With deep disillusionment, I dissent.
Hear what she’s saying. This court, led by John Roberts, is providing this president the ability to pursue “arbitrary power,” exactly what our founders sought to free Americans from in the creation of our Constitution.
As disturbing and, as Justice Jackson put it, deeply disillusioning as this is, I do take strength in the clarity of her dissent. It names the dilemma. It names the threat. It doesn’t need to name the man who has and will abuse such unfettered power.
Tomorrow is the first anniversary of the Supreme Court’s abominable immunity ruling. In that ruling, the Roberts-led majority chiefly worried that subjecting presidents to criminal prosecution for official acts while in office would would leave them “chilled from taking the ‘bold and unhesitating action’ required of an independent Executive.”

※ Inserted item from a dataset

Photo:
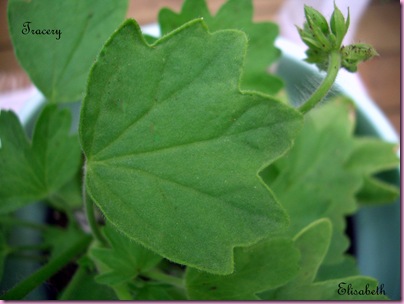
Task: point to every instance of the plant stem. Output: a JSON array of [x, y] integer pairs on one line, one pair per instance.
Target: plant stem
[[89, 207], [26, 286], [165, 278], [334, 64], [23, 223]]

We are now witnessing that “bold and unhesitating action,” exacerbated by this immunity ruling. “Under our constitutional structure of separated powers,” Roberts himself wrote on behalf of the six-justice majority, “the nature of Presidential power entitles a former President to absolute immunity from criminal prosecution for actions within his conclusive and preclusive constitutional authority. And he is entitled to at least presumptive immunity from prosecution for all his official acts.”
Let me leave you with Justice Sonia Sotomayor’s dissent a year ago. It was alarming to read her deep fear about what the court was unleashing—and her insights are more alarming now as we more fully comprehend the truth of her words. “The long-term consequences of today’s decision are stark,” she asserted, adding:
The Court effectively creates a law-free zone around the President, upsetting the status quo that has existed since the Founding. This new official-acts immunity now ‘lies about like a loaded weapon’ for any President that wishes to place his own interests, his own political survival, or his own financial gain, above the interests of the Nation.
That list could not be more accurate: his own interests, his own political survival, his own financial gain.
Let the President violate the law, let him exploit the trappings of his office for personal gain, let him use his official power for evil ends. Because if he knew that he may one day face liability for breaking the law, he might not be as bold and fearless as we would like him to be. That is the majority’s message today…The relationship between the President and the people he serves has shifted irrevocably. In every use of official power, the President is now a king above the law.
Justice Sotomayor’s closer: “With fear for our democracy, I dissent.”
Yes, the relationship has shifted irrevocably. Yes, we have a White House occupant who thinks he’s a king above the law. Yes, this democracy-wrecking “loaded weapon” has allowed Donald Trump to violate the law and use his official power for evil ends.
As disturbing and disillusioning as this is, keep in mind that knowledge is power. Hold dear to what our founders sought—to eradicate the arbitrary power of a cruel despot—and recognize that we the people have greater collective power. He won’t succeed if the governed refuse to be ruled by a mad wannabe king who thinks he’s living in a monarchy.
Like Justices Jackson and Sotomayor, we must dissent.